As a fully distributed company, we’ve made a bold decision not to anchor pay to employees’ physical location, no matter where they are in the world. This means that an employee who works as an Engineer 2 in a rural town in India will be in the exact same salary band as an Engineer 2 who is working from San Francisco, CA. We’re calling this “One Job, One Pay” (OJOP).
We are anchoring our salary to the 60th percentile of San Francisco, CA. This allows us to offer highly competitive salaries to top talent across the world.
OJOP is representative of how we value, care for, and reinvest in our people without compromising our company values. It’s the idea that the value of the work is inherent in the work, in and of the work itself. It moves beyond the arcane practice of pricing a job based on location. OJOP is not determined by the personal details, life choices, location, employee’s gender, race, background, or any other factor external to the value that the work provides.
This approach is one of the most straightforward ways to make work and pay as globally inclusive as possible.
It is not about who you are, what you are, what your background is, or where you live. It's about the work that you produce. It’s about your contribution and participation. We value your impact.
It's what's best for our company
OJOP is our way of ensuring success by prioritizing the company’s most valuable assets, its people and proprietary technology. It is a form of de-risking the business by ensuring that we can attract and retain top talent best suited to build our product.
The work-life revolution, which I refer to as The Great Realignment, is causing companies to rethink how they compensate and treat employees. This has presented our startup with an opportunity to think through how we can provide equal and fair pay and create a culture that defaults to transparency to optimize for better outcomes.
Compensation. It's a surprisingly controversial topic, but it doesn't have to be.
Leveraging our culture of "default to open"
Stellate adheres to this value: Default to open. Usually, opacity is the starting point, and you have to justify transparency. In our case, our starting point is transparency and we have to justify opacity. It doesn't mean that everything's open, but that openness is where we begin.
Living up to this value and showing up to the world entails pushing forward radical inclusion within our company. This includes paying equal compensation.
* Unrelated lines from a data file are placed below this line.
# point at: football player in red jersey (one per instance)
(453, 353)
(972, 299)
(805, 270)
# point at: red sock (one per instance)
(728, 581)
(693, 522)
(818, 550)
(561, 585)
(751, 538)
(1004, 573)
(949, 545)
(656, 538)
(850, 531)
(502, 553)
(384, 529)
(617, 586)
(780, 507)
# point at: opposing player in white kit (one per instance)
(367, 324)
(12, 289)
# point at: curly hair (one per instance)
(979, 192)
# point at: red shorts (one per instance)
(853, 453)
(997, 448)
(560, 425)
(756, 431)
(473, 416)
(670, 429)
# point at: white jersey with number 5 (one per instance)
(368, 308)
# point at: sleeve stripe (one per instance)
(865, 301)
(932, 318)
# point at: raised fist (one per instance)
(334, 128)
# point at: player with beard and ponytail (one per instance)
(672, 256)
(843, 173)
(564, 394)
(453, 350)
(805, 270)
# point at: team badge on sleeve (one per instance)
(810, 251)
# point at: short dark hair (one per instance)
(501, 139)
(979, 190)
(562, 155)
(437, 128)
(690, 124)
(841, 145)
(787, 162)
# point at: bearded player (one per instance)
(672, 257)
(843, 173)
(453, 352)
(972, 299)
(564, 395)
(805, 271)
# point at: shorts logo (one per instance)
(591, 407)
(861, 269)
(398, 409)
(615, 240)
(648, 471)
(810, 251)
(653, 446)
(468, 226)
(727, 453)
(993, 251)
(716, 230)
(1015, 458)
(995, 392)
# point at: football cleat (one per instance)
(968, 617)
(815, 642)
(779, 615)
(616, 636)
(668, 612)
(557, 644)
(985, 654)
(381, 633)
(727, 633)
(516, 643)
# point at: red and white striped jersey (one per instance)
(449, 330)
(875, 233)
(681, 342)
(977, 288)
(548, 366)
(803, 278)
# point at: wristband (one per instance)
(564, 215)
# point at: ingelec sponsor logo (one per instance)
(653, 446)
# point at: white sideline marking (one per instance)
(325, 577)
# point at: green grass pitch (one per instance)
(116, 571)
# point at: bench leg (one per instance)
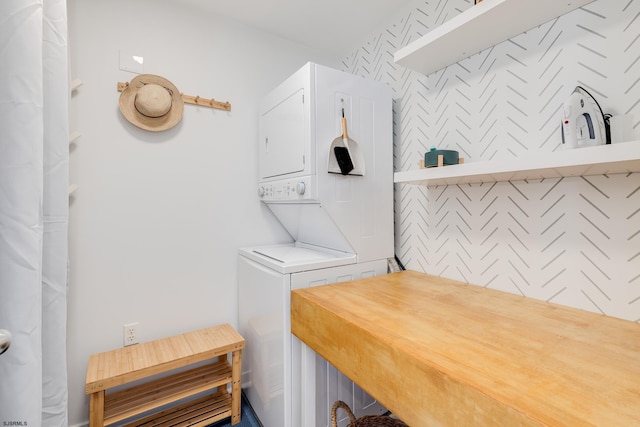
(236, 376)
(96, 409)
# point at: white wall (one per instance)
(573, 241)
(158, 217)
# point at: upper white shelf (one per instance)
(481, 26)
(604, 159)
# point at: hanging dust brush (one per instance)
(345, 156)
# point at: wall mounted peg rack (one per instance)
(195, 100)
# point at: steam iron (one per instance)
(583, 123)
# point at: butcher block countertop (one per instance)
(438, 352)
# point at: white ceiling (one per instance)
(333, 26)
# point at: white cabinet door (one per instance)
(283, 136)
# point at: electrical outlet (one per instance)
(130, 334)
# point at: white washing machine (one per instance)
(285, 381)
(341, 225)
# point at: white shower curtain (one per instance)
(34, 153)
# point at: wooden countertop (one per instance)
(438, 352)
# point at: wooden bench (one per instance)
(143, 364)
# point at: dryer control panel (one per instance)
(301, 189)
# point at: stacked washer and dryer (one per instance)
(341, 225)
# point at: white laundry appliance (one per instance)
(341, 223)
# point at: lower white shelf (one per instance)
(601, 160)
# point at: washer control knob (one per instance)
(301, 187)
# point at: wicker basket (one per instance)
(366, 421)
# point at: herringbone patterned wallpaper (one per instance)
(573, 241)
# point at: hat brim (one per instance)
(153, 124)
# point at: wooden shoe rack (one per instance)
(176, 381)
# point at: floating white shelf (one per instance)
(601, 160)
(74, 137)
(481, 26)
(75, 84)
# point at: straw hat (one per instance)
(152, 103)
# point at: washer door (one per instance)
(264, 322)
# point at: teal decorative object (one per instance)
(450, 157)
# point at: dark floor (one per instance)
(247, 418)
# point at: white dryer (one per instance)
(341, 227)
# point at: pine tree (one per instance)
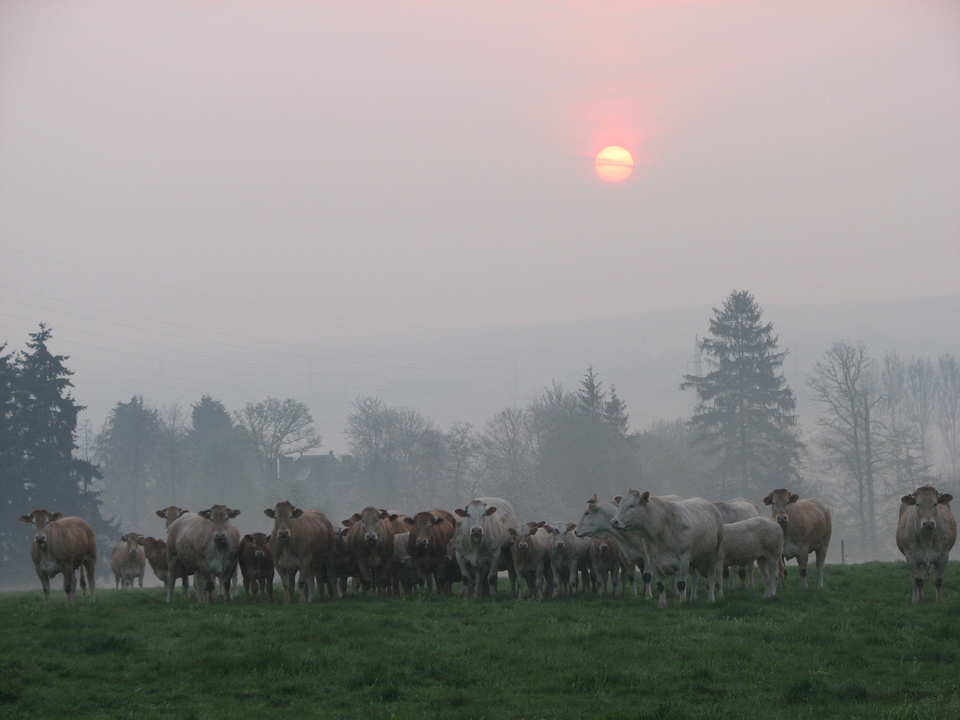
(745, 418)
When compensation is hidden behind some level of opacity, the company has the power to hire people at different rates even though they're doing the same job. We are neutralizing that by choosing to reveal our bands.
We don't just release publicly available bands. The transparency continues internally; every employee knows how much everyone is getting paid, including equity.
While some would argue that publishing compensation data erodes privacy, we default to the broadest definition of “open” by only publishing the band but not the level and stage of salary of our employees.
We are committed to ensuring fair pay while protecting everyone's privacy.
We have been advised that it’s risky, we have been advised that it's costly, and we have been advised that it's a distraction–but we believe that one job one pay goes hand in hand with pay transparency. So, we’re tackling both in one fell swoop.
We’re very comfortable with pay transparency because, we will be ensuring global pay parity through one job one pay. These two initiatives naturally go hand-in-hand as a low friction means of ensuring that we are adhering to the policy.
Implementation of One Job, One Pay
As elegant as “One Job, One Pay” sounds, its implementation is complicated and far from perfect. We’re not pursuing perfection but rather rapid learning and iteration.
As part of our One Job, One Pay, rollout, we’ll publish the pay range for each job. Every applicant will see what their salary would be based on the job to be done. We'll publish internally the more granular levels and sub-levels for each job. This creates an environment where we can remove the pressure of negotiating salary, which has historically been wrought with bias and discrimination.
We will conduct an annual salary review to ensure that our comp strategy is following market guidance from reliable data sources, which we will publish each year.